ハンディターミナルを活用した現場業務では、文字を直接読み取るOCR機能が注目されています。本記事では、OCRの仕組みやバーコードとの違いを整理したうえで、正確に読み取るためのポイントについて詳しく解説します。
OCR(光学的文字認識)とは、印刷された文字や手書きの文字をハンディターミナルなどの機器で読み取り、デジタルデータに変換する技術のことです。OCRは多様な文字をそのままデータ化できる柔軟性を持っていますが、その一方で、世の中にはフォントの種類や記述方法が無数に存在するという特徴があります。そのため、あらかじめ規格化されているバーコードや二次元コードの読み取りと比較すると、正確性や読み取り速度の面で劣る場合があります。

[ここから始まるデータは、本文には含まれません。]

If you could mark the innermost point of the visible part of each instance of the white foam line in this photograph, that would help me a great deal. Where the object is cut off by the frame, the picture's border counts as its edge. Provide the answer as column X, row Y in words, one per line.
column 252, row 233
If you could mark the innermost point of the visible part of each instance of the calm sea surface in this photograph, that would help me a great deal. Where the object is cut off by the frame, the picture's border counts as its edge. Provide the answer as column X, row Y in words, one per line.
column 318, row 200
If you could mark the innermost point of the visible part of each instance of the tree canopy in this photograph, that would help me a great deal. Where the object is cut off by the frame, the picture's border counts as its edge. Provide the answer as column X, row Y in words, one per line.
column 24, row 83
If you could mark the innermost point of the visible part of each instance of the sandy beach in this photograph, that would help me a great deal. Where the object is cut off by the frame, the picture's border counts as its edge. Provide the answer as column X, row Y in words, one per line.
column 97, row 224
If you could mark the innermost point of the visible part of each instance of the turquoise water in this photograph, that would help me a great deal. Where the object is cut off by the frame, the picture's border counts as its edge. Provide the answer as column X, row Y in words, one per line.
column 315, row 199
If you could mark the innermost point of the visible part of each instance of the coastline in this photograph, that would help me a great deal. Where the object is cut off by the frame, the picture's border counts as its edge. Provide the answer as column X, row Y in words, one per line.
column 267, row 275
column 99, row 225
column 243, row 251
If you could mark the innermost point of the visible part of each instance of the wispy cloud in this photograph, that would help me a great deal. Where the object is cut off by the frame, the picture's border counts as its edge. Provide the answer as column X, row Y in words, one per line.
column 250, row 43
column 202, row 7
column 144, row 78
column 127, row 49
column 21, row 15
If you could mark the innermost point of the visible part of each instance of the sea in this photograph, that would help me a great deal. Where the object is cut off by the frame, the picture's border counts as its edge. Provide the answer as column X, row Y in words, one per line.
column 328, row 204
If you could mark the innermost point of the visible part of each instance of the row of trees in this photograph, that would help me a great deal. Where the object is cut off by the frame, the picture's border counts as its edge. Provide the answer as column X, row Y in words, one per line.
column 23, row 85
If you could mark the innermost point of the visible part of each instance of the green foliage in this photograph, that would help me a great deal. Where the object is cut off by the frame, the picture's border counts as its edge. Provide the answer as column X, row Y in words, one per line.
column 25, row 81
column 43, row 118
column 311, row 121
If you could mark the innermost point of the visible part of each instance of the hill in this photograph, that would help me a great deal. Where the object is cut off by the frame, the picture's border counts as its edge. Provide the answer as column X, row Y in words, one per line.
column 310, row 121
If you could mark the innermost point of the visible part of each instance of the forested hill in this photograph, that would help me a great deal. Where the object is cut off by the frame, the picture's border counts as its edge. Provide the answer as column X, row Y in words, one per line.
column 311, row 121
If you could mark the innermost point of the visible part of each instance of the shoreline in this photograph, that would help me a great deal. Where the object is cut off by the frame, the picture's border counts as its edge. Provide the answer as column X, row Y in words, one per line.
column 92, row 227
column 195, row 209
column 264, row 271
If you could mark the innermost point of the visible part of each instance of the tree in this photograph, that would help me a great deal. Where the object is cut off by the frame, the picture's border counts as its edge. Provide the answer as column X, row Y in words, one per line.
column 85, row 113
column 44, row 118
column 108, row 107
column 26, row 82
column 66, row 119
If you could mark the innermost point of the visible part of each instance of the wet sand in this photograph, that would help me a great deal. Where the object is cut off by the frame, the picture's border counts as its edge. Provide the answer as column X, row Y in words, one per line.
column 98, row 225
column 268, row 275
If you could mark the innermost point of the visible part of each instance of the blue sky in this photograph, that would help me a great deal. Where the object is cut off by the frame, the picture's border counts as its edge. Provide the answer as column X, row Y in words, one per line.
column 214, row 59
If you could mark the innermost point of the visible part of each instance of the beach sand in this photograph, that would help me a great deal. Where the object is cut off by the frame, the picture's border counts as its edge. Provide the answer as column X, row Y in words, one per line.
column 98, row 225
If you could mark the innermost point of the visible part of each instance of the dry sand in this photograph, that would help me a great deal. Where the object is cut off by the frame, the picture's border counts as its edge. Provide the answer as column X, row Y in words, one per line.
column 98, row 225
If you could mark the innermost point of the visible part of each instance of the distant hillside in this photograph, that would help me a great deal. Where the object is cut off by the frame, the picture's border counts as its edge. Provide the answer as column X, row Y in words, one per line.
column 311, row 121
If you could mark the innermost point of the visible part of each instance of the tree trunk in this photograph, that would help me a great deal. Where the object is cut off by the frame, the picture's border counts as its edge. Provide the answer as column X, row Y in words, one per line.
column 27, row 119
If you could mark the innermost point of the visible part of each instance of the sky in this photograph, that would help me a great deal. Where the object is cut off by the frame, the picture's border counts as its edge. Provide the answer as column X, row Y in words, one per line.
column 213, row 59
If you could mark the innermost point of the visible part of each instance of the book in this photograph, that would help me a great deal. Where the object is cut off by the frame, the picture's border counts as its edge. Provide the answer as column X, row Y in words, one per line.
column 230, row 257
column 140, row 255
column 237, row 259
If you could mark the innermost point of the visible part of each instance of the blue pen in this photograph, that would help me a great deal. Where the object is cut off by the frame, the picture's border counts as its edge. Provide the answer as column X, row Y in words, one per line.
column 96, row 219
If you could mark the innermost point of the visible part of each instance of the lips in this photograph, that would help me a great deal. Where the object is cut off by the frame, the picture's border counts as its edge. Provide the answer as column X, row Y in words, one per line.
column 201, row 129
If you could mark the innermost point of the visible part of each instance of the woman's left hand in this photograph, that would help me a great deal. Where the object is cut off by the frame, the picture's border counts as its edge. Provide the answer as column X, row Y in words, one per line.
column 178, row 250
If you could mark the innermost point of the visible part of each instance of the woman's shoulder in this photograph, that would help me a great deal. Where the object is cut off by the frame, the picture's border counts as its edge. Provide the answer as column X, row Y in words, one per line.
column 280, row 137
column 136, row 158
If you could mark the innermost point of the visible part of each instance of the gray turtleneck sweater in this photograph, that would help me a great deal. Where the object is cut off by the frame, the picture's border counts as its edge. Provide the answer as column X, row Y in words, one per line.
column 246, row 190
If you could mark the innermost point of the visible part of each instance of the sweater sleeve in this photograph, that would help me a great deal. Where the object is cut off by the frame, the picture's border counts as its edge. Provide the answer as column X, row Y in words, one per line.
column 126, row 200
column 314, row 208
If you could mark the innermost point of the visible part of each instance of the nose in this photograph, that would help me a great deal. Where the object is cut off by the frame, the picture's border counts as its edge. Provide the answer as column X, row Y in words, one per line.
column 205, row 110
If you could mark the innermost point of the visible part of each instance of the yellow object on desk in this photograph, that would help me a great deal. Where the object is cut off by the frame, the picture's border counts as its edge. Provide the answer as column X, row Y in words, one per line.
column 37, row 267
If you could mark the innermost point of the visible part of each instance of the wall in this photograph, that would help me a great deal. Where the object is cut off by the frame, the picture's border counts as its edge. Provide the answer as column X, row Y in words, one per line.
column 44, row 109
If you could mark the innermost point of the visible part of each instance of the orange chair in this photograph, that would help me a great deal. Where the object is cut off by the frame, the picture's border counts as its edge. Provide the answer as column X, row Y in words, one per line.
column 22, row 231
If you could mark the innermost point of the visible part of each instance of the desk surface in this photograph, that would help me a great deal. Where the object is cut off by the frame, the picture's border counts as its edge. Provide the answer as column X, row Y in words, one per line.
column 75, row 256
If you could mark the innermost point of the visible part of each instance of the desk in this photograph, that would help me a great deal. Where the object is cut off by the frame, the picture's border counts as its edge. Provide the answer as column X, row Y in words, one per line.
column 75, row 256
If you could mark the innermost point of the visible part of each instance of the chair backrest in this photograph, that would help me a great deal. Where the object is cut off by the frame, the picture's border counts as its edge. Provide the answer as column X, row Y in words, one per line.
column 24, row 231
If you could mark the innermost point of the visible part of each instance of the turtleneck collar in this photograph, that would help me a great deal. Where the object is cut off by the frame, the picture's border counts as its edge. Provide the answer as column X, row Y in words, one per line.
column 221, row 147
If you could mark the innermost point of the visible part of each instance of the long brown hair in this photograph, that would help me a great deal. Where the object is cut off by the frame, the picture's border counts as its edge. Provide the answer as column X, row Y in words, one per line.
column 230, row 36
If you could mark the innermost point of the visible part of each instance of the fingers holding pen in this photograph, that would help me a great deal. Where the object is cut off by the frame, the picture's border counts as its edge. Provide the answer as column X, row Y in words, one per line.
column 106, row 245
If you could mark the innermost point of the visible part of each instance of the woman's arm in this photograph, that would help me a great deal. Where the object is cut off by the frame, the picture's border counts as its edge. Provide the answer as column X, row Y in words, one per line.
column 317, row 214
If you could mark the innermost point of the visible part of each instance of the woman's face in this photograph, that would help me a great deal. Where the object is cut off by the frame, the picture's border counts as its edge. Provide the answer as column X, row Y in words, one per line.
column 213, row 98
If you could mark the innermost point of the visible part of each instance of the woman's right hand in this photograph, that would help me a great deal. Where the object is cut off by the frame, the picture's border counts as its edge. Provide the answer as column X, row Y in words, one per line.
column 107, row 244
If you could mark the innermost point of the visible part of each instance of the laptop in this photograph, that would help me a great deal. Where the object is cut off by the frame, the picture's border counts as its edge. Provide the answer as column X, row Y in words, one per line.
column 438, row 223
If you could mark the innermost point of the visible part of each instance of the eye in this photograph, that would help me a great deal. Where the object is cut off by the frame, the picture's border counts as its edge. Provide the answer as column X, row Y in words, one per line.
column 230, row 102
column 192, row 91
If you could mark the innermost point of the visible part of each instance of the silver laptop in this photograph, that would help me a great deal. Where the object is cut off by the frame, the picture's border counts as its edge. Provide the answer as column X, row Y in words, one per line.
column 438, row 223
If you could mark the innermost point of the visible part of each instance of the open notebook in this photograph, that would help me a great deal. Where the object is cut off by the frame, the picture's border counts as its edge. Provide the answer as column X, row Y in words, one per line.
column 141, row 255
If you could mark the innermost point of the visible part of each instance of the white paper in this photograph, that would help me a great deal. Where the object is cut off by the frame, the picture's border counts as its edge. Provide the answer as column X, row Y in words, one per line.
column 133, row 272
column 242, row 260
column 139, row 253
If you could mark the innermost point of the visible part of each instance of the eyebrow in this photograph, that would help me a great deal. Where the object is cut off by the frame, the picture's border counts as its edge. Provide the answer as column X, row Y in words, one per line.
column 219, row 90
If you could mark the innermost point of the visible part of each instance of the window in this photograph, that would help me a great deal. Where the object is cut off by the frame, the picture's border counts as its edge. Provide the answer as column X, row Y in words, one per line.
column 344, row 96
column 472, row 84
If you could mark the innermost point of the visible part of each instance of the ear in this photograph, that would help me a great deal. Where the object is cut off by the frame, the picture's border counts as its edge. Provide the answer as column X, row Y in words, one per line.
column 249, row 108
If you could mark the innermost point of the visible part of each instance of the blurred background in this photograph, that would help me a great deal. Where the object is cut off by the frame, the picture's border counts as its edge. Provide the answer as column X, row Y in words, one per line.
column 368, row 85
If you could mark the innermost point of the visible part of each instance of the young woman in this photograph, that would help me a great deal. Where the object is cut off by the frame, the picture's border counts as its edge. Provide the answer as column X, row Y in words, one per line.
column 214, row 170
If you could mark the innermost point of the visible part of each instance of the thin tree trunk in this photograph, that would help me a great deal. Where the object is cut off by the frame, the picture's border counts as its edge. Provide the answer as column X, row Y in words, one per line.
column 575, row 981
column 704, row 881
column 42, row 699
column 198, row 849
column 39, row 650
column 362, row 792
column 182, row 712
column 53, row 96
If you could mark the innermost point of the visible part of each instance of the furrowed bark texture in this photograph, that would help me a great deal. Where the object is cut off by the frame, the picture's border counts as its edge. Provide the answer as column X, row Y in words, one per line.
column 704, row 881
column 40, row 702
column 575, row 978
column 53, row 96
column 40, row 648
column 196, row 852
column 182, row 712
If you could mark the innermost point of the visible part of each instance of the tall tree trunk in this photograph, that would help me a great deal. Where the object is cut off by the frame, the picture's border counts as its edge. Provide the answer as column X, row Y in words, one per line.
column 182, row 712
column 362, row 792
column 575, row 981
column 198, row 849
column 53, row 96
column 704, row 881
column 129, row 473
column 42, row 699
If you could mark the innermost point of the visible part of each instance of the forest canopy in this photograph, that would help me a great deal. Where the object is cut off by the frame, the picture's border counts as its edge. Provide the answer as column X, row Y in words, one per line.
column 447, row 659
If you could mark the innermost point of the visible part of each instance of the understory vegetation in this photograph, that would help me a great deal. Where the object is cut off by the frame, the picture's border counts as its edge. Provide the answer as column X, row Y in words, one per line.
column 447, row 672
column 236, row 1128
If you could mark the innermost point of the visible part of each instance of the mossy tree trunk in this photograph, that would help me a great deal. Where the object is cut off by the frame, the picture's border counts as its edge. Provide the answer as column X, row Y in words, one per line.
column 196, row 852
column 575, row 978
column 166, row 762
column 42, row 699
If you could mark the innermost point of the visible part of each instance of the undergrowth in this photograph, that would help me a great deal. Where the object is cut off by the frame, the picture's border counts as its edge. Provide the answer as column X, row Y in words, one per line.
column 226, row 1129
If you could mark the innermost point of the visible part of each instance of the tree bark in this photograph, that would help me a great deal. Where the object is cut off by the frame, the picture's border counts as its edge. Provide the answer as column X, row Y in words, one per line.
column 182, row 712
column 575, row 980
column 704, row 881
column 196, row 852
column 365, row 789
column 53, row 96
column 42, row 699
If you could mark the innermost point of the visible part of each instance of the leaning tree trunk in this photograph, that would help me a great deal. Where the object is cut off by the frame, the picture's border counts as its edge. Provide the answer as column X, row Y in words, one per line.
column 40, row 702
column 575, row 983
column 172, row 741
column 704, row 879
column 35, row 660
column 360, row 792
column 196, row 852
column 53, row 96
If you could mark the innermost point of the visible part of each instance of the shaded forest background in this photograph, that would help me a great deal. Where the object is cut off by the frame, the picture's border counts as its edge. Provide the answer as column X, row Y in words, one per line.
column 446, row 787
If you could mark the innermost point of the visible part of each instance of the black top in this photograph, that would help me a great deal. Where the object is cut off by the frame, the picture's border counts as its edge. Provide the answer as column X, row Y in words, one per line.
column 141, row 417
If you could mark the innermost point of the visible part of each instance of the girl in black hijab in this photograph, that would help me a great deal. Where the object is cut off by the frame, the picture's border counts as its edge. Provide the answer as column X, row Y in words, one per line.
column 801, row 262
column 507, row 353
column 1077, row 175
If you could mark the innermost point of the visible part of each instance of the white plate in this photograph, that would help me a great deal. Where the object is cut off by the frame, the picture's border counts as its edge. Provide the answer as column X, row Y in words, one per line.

従来の倉庫業務では、バーコードを用いた管理が主流でした。しかし、基幹システムなどの仕様によっては、納品書などの帳票にバーコードを印字できないケースも少なくありません。このような場合でも、ハンディターミナルのOCR機能を使えば、納品書に記載されている伝票番号を直接読み取ることが可能です。読み取ったデータをもとにハンディターミナルの画面へ作業指示を表示できるため、これまで必要だった紙のピッキングリストが不要になり、ペーパーレス化によるコスト削減にもつながります。
OCRを正確に読み取るための2つのポイントフォントや記述方法が無数に存在するOCRを運用する際には、誤読を防ぎ読み取り精度を高めるために、対象となる帳票のデザインに配慮することが非常に重要です。ここでは、特に意識すべき2つのポイントを解説します。
ハンディターミナルが伝票番号などの文字列を正確に認識するためには、対象の文字列を1つのまとまったブロックとして正しく切り出せることが必要です。そのためには、文字列の上下左右に十分なスペースを空けるとともに、項目名(「伝票番号:」など)との間にも適切な余白(マージン)を設けることが重要です。行間や周辺の文字との余白が不足していると、機器がどこからどこまでを読み取るべき文字なのかを判別しにくくなり、認識率が低下する原因になります。
OCRの運用では、人間でも見間違えやすい「数字の0(ゼロ)」と「アルファベットのO(オー)」といった類似文字をいかに誤読せず判別するかが課題となります。この課題を解決するためには、フォント選びが重要なポイントになります。具体的には、パスポートや運転免許証などにも広く使われている「OCR-B」フォントを採用することが効果的です。視認性の高いフォントを使用すれば、ハンディターミナルと帳票との読み取り距離に余裕が生まれ、結果として読み取りスピードの向上にもつながります。
ハンディターミナルでのOCR機能の活用は、バーコードが印字されていない帳票もデータ化できるため、倉庫業務や現場業務のデジタル化を推進するうえで有効な手段です。実際の導入や運用にあたっては、帳票の余白(マージン)を十分に確保することやOCR-Bなどの読み取りやすいフォントを採用することなど、帳票デザインに気を配ることで読み取りの正確性をさらに高めることができます。ぜひこれらのポイントを実践し、業務改善と効率化につなげてください。